Buchanan takes it one step further. “Of course, the metaverse is also evolving. Many banks and financial services providers have established a presence in the metaverse,” she says.
“In the not-too-distant future, with the help of VR/AR [virtual reality/augmented reality] A device that allows people to enter the metaverse for their banking, insurance and wealth management needs. ”
These money management changes could make finance more accessible and inclusive, protecting customers from financial harm, experts say.
“It provides an opportunity to significantly improve access to the help people really need,” says Coles.
For example, banks may be aware that certain customers are often in debt or short of cash, which could help them offer advice to remedy the situation before it spirals out of control, she suggested. doing.
Dillon adds that AI-based technology can also help create personalized budget plans that help people get out of such situations.
Buchanan says convenience also plays a role. For example, chatbots can often conduct basic financial transactions, and AI tools can ring alarm bells if fraud is suspected, she explained.
But there are also risks. Data security is one of them, according to Buchanan.
“Big data underpins many AI personal financial applications, but there are risks. What if your personal financial data were hacked or stolen?” She brings up a risk factor that Coles is also concerned about. Such confidential information requires careful protection, the latter added.
Financial literacy is another area that could be negatively impacted. “There is a risk that people will choose to rely too heavily on these tools without building a proper foundation for their education,” Dillon said.

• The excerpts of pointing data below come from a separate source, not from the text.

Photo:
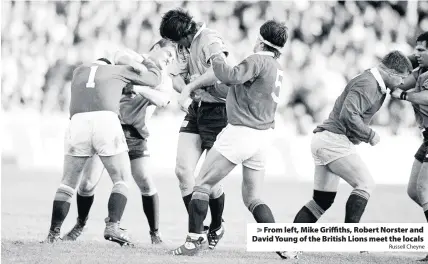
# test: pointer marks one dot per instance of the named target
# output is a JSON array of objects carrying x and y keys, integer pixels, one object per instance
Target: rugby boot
[
  {"x": 116, "y": 234},
  {"x": 53, "y": 236},
  {"x": 191, "y": 247},
  {"x": 289, "y": 254},
  {"x": 214, "y": 236},
  {"x": 155, "y": 236},
  {"x": 75, "y": 232}
]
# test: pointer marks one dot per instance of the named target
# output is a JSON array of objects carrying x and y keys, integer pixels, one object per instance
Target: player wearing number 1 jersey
[
  {"x": 95, "y": 128},
  {"x": 251, "y": 105}
]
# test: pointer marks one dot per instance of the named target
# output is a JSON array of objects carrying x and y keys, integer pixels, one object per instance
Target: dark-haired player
[
  {"x": 251, "y": 104},
  {"x": 206, "y": 118},
  {"x": 333, "y": 142},
  {"x": 135, "y": 111},
  {"x": 418, "y": 182},
  {"x": 95, "y": 128}
]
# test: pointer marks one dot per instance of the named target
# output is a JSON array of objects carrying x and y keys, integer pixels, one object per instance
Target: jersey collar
[
  {"x": 267, "y": 53},
  {"x": 203, "y": 26},
  {"x": 379, "y": 79}
]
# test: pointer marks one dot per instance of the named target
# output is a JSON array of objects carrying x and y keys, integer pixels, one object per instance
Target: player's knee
[
  {"x": 120, "y": 187},
  {"x": 368, "y": 185},
  {"x": 324, "y": 199},
  {"x": 252, "y": 203},
  {"x": 412, "y": 193},
  {"x": 216, "y": 191},
  {"x": 183, "y": 172},
  {"x": 64, "y": 193}
]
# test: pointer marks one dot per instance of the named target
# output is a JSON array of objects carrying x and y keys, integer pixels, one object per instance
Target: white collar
[
  {"x": 379, "y": 79},
  {"x": 267, "y": 53},
  {"x": 199, "y": 32}
]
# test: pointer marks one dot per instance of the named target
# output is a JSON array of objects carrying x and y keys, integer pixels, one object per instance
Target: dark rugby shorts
[
  {"x": 422, "y": 153},
  {"x": 207, "y": 120},
  {"x": 137, "y": 145}
]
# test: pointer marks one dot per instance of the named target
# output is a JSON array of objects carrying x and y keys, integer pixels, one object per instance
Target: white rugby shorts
[
  {"x": 327, "y": 147},
  {"x": 98, "y": 132},
  {"x": 241, "y": 144}
]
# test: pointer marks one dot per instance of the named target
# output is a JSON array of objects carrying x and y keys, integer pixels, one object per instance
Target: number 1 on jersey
[
  {"x": 91, "y": 78},
  {"x": 278, "y": 85}
]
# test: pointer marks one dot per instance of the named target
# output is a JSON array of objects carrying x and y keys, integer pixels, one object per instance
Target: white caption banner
[{"x": 340, "y": 237}]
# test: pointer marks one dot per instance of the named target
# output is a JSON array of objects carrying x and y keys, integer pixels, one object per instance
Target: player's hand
[
  {"x": 396, "y": 93},
  {"x": 184, "y": 100},
  {"x": 138, "y": 67},
  {"x": 375, "y": 140}
]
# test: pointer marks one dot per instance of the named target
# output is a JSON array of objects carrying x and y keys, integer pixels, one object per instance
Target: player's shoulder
[{"x": 209, "y": 36}]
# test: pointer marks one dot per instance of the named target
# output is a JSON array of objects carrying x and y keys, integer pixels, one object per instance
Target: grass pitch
[{"x": 27, "y": 203}]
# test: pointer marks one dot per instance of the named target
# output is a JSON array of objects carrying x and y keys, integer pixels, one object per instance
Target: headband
[{"x": 269, "y": 43}]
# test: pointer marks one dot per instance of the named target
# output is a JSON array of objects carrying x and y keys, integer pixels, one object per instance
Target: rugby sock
[
  {"x": 59, "y": 212},
  {"x": 261, "y": 212},
  {"x": 315, "y": 208},
  {"x": 216, "y": 208},
  {"x": 151, "y": 209},
  {"x": 186, "y": 200},
  {"x": 198, "y": 209},
  {"x": 84, "y": 204},
  {"x": 61, "y": 206},
  {"x": 117, "y": 201},
  {"x": 305, "y": 216},
  {"x": 356, "y": 205}
]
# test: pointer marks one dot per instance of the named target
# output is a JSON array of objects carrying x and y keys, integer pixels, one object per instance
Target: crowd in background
[{"x": 329, "y": 43}]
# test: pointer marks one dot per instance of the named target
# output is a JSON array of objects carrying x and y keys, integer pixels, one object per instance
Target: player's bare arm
[
  {"x": 241, "y": 73},
  {"x": 157, "y": 98},
  {"x": 420, "y": 98},
  {"x": 355, "y": 104}
]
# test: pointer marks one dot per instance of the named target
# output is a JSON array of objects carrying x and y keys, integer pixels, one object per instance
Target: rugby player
[
  {"x": 417, "y": 188},
  {"x": 135, "y": 111},
  {"x": 251, "y": 105},
  {"x": 95, "y": 128},
  {"x": 333, "y": 142},
  {"x": 206, "y": 118}
]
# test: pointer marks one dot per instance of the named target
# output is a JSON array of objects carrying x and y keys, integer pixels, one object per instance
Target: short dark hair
[
  {"x": 397, "y": 62},
  {"x": 276, "y": 33},
  {"x": 423, "y": 37},
  {"x": 176, "y": 24},
  {"x": 162, "y": 43}
]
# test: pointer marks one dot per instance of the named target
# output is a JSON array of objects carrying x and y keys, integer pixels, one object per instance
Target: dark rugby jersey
[
  {"x": 99, "y": 87},
  {"x": 355, "y": 107},
  {"x": 254, "y": 84},
  {"x": 421, "y": 111}
]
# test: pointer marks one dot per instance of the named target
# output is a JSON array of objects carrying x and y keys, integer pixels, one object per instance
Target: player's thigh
[
  {"x": 214, "y": 169},
  {"x": 325, "y": 180},
  {"x": 422, "y": 183},
  {"x": 117, "y": 166},
  {"x": 91, "y": 174},
  {"x": 414, "y": 175},
  {"x": 189, "y": 152},
  {"x": 354, "y": 171},
  {"x": 72, "y": 170},
  {"x": 252, "y": 184},
  {"x": 141, "y": 173}
]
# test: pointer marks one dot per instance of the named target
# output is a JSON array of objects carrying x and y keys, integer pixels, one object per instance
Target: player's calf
[
  {"x": 61, "y": 206},
  {"x": 315, "y": 208}
]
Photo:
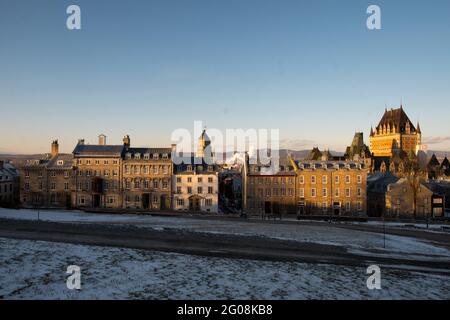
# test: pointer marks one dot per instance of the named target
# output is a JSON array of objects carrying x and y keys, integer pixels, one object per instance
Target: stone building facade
[
  {"x": 147, "y": 178},
  {"x": 47, "y": 182},
  {"x": 98, "y": 175},
  {"x": 400, "y": 200},
  {"x": 196, "y": 186},
  {"x": 9, "y": 184},
  {"x": 308, "y": 188}
]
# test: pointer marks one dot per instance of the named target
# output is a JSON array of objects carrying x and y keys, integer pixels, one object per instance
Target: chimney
[
  {"x": 55, "y": 148},
  {"x": 126, "y": 141},
  {"x": 102, "y": 140}
]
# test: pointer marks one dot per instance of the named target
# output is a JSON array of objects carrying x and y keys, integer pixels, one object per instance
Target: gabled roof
[{"x": 397, "y": 118}]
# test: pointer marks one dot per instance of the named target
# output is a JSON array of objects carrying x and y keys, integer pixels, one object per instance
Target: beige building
[
  {"x": 394, "y": 135},
  {"x": 98, "y": 175},
  {"x": 400, "y": 199},
  {"x": 47, "y": 182},
  {"x": 147, "y": 177},
  {"x": 196, "y": 187}
]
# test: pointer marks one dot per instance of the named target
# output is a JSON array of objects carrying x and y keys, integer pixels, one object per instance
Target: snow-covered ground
[
  {"x": 37, "y": 270},
  {"x": 360, "y": 242}
]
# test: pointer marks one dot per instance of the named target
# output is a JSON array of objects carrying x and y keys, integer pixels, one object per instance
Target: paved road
[{"x": 182, "y": 241}]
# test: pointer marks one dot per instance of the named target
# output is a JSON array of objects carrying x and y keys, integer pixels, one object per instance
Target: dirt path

This can be dangerous because people may not know what’s going on with their money or use products they don’t understand and may not suit them or their situation. Experts explain that there is
And even with AI, it’s important to understand your money. Because someone’s financial situation is often “down to hundreds of small decisions that are made every day.”

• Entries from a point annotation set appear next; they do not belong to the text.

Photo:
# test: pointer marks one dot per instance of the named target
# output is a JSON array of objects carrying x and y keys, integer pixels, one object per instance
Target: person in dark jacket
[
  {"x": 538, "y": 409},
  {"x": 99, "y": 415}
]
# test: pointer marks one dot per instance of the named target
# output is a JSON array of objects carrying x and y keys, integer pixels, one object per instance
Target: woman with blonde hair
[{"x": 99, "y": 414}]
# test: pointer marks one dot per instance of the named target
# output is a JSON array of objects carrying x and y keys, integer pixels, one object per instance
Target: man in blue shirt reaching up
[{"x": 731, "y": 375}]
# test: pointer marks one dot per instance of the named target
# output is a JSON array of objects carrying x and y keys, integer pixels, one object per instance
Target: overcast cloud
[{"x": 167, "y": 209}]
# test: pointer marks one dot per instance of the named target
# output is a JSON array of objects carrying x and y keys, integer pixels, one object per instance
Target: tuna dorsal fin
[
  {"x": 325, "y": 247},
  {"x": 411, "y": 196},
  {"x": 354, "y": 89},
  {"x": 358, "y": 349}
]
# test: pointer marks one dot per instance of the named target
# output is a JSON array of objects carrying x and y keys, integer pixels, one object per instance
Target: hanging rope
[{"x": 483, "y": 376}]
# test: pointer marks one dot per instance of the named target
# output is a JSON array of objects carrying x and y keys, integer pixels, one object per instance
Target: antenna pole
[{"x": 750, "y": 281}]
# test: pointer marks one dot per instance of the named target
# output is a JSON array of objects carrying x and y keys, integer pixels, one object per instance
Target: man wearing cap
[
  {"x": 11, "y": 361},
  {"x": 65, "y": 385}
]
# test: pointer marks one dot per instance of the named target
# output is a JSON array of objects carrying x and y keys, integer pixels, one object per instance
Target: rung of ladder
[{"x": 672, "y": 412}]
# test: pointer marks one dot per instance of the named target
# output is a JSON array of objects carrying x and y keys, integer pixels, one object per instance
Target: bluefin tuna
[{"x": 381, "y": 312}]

This includes understanding the role AI plays in managing money, adds Buchanan. “I see both financial literacy and digital literacy as necessary skills in the increasingly complex financial markets,” she said.
Ultimately, therefore, a hybrid approach might be the safest bet, suggests Coles.
“The best solutions include automating what can be automated, providing human support that can add real value, and giving people the information and support they need to make the best possible financial decisions. includes,” she concluded.